Beyond the Classroom: EKU Students Stand Out in State Internships

Published on March 01, 2024

By Evan Bentley

Last summer, the Kentucky Energy and Environment Cabinet (EEC) in Frankfort hired more than a dozen interns from Eastern Kentucky University (EKU). 

“All of these students have sought out interdisciplinary learning and training, and they are great examples of how impactful internship opportunities can be for students,” said Dr. Stephen Richter, executive director of agriculture, natural resources and environment at EKU. 

One of the EEC interns and Richmond native, Jesse Trost, spent a transformative semester working with the Kentucky Department for Environmental Protection. A graduate biology student, Trost compiled data on emerging contaminants and PFAS, a group of compounds commonly referred to as “forever chemicals.”

His internship involved collaboration with the commissioner and deputy commissioner of the department, as well as environmental consultants, each of whom provided Trost with a well-rounded understanding of the sector.

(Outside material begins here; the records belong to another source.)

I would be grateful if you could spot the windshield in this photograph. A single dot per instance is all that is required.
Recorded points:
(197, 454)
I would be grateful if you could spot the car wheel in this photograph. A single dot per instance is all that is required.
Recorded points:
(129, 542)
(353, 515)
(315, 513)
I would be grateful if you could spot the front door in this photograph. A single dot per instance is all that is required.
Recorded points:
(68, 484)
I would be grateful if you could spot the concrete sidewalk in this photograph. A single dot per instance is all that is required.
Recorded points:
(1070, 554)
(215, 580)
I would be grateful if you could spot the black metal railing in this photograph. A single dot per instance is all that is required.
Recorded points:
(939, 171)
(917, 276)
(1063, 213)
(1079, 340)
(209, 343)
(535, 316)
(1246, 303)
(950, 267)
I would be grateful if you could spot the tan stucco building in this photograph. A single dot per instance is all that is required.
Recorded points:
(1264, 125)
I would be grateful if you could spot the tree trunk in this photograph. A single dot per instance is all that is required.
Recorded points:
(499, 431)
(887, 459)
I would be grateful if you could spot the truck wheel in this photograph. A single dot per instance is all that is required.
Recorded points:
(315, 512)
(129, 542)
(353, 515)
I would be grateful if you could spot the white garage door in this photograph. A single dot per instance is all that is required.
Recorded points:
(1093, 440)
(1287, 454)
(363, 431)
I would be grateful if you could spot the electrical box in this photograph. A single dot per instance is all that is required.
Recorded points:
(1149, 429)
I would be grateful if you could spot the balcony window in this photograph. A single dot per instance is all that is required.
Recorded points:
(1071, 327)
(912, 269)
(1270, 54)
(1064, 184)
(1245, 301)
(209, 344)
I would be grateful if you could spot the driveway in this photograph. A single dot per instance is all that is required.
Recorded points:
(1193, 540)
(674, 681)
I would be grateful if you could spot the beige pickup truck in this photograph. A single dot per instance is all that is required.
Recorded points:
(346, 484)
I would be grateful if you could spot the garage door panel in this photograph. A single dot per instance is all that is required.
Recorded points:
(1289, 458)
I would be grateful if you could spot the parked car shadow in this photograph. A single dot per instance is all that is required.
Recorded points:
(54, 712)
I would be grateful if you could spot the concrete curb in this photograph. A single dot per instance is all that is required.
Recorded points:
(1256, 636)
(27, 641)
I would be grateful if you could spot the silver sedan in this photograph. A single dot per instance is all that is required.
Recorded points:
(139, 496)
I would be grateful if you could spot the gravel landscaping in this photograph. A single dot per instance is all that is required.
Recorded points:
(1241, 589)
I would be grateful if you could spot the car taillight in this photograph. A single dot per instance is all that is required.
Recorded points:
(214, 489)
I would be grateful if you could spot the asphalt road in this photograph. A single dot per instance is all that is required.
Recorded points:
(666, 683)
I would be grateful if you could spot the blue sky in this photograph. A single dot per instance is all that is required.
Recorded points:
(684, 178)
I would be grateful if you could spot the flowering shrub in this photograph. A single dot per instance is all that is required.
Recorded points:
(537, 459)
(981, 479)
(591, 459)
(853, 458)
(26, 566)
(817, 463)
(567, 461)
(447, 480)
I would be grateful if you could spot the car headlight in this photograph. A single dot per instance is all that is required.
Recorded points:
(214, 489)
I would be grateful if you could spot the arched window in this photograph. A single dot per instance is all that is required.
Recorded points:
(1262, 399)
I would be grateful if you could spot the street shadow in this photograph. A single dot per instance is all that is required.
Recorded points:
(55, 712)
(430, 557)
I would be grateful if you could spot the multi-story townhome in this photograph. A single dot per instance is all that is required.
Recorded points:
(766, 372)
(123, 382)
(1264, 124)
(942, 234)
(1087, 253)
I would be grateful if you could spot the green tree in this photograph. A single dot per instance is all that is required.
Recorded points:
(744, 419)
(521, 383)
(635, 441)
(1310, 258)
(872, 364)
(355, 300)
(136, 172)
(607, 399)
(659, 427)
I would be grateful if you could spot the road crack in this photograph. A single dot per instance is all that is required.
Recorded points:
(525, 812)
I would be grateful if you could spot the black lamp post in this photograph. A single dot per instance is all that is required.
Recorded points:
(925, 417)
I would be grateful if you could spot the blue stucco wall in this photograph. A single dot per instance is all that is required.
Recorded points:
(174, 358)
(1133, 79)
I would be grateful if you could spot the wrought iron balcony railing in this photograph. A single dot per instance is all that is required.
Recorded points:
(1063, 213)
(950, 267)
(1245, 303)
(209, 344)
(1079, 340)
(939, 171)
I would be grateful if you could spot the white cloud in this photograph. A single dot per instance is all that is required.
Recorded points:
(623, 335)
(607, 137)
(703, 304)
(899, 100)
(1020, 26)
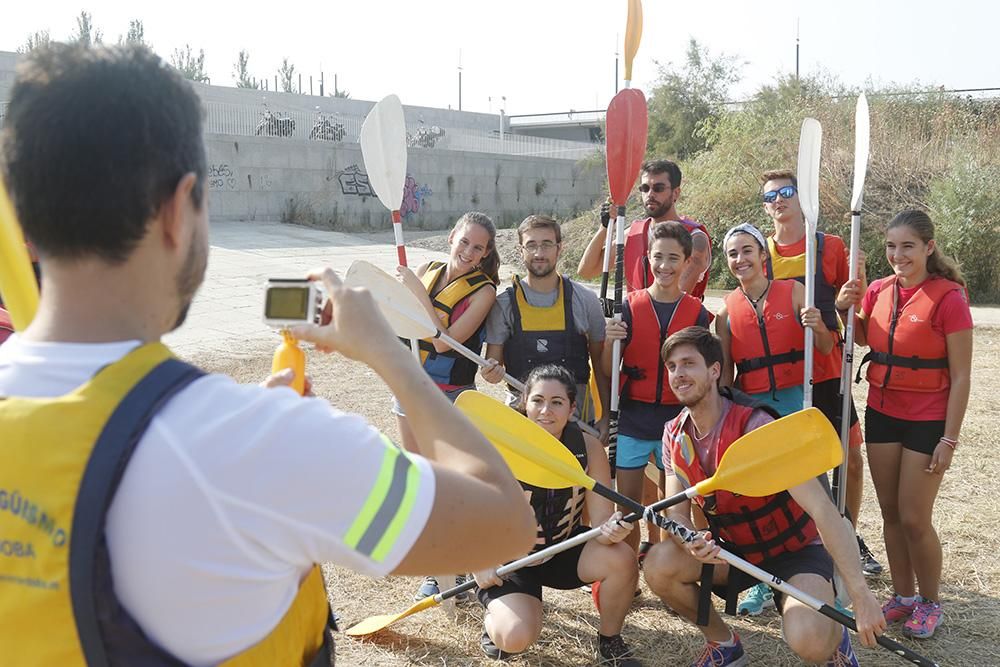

Considering his long-term career goals, Trost said, “I want to work as an environmental scientist for a state or federal agency or possibly a consulting firm, and through this internship, I was able to interact with people who work in all of those roles.”

His experience went beyond the confines of the laboratory, as he occasionally ventured into the field for sample collection. GIS (geographic information system) proficiency learned at EKU provided Trost the ability to create maps and visualize data across a multitude of projects. 

Reflecting on the value of his summer experience, Trost said, “My internship taught me a lot more about PFAS than I ever thought I'd know. It has also strengthened my GIS and research skills.”

Abbey Bleuel, an EKU junior pursuing environmental and applied geology, interned with the Division of Abandoned Mine Lands at the EEC. The Versailles, Kentucky, native worked alongside professional geologists to investigate the environmental hazards of coal mining. Her tasks varied from analyzing contaminated water bodies to addressing landslides. 

“We determine if environmental hazards are eligible for reclamation by the state. If they are eligible, we will work with the project branch to engineer a solution,” stated Bleuel.

Bleuel wants to utilize her education, GIS certification and experience from her internship to “help the environment and people.”

After graduation, she’s considering a master’s degree in education to share her knowledge of science and geography with upcoming generations.

“Through internships and their future careers, EKU students make a profound impact in our communities, state and beyond,” said EKU President David McFaddin. “We are incredibly proud to see our students represented in competitive state internships, such as these, and truly showcase EKU as a School of Opportunity for the Commonwealth.”

EKU is hosting an Outdoor Job Fair on Friday, March 1, 2024, at the Science Building Atrium from 1:30 p.m. - 4 p.m. where students explore options for internships and future jobs in outdoor disciplines. Students from a variety of majors, such as geology, recreation and park administration, biology, criminal justice, agriculture and others, will have the opportunity to learn about outdoor career options and develop interview skills.